A popular singer anxiously waits for her medical test results in this charming yet reflective drama that remains one of Varda’s best-known works from the French New Wave era.

Review #2,698
Dir. Agnes Varda
1962 | France | Drama | 90 min | 1.66:1 | French
NC16 (passed clean) for nudity
Cast: Corinne Marchand, Antoine Bourseiller, Dominique Davray
Plot: Cleo, a singer and hypochondriac, becomes increasingly worried that she might have cancer while awaiting test results from her doctor.
Awards: Nom. for Palme d’Or (Cannes)
Distributor: Cine-Tamaris
Accessibility Index
Subject Matter: Moderate – Health & Illness; Mortality; Finding Meaning in Life
Narrative Style: Straightforward
Pace: Slightly Slow
Audience Type: Slightly Arthouse
Viewed: Criterion Blu-ray
Spoilers: No
Some of the most beautiful shots of tarot cards in cinema kickstart what would be Agnes Varda’s best-known work from the French New Wave era.
However, some have mistaken Cleo from 5 to 7 for her debut feature such is its impact, and also in light of the landmark first features her compatriots like Jean-Luc Godard, Francois Truffaut and Alain Resnais produced at the beginning of the movement.
In fact, we can now retrospectively mark Varda’s first feature, La Pointe Courte (1995) as the start of the Nouvelle Vague.
Cleo from 5 to 7 is almost like a proto-feminist film, featuring the titular character, a popular singer (played by Corinne Marchand) who is awaiting her medical test result, which could be terminal illness-level bad news.
“You seem to be waiting for something, rather than someone.”
So from 5 to 7 (or more precisely 6.30pm) in the evening, Varda tracks her in objective time (methodically demarcated by chronological chapters) as she moves about the Parisian streets visiting luxury stores, having a joyride with a friend, and in one sequence, serendipitously meeting a stranger in the park.
In her own home, she entertains visiting musicians, a segment where Varda transforms the film into a pseudo-musical.
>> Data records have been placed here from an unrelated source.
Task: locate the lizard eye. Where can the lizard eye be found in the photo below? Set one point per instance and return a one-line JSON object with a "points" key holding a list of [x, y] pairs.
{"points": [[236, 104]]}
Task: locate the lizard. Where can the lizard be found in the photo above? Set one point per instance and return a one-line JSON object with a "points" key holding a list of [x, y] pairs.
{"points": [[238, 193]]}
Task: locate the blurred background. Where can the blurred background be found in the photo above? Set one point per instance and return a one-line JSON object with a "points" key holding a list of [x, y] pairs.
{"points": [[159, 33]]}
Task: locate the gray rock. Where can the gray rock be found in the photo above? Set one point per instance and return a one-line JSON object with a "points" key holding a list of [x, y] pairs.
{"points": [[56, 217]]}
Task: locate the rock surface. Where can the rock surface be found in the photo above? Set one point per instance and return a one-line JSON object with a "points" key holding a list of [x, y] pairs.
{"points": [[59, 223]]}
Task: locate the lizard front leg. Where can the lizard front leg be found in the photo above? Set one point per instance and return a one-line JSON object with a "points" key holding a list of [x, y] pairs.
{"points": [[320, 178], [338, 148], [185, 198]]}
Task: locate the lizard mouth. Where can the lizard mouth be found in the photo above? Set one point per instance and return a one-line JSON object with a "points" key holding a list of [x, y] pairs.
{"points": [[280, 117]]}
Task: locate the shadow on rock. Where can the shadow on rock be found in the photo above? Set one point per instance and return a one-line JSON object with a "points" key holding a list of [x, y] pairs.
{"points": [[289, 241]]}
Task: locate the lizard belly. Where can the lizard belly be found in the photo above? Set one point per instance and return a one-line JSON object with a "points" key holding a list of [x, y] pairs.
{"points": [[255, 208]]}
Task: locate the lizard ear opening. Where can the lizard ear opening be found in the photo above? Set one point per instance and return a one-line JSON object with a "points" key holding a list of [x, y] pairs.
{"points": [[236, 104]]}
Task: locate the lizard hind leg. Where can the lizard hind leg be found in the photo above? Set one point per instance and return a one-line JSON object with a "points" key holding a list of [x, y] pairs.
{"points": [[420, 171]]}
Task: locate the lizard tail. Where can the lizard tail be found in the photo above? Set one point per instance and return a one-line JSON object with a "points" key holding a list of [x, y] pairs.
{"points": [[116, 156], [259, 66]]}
Varda has said in at least one interview that Cleo from 5 to 7 is a film about objective time as experienced subjectively, which is somewhat palpable in the sense that there are parts of the film that feel like time moves slower or faster than usual.
Despite its subject matter, it is not exactly a depressing film; it’s more reflective about mortality and may come across as generally charming. Look out for a silent short that appears in Varda’s film, featuring, well, Godard and his muse, Anna Karina.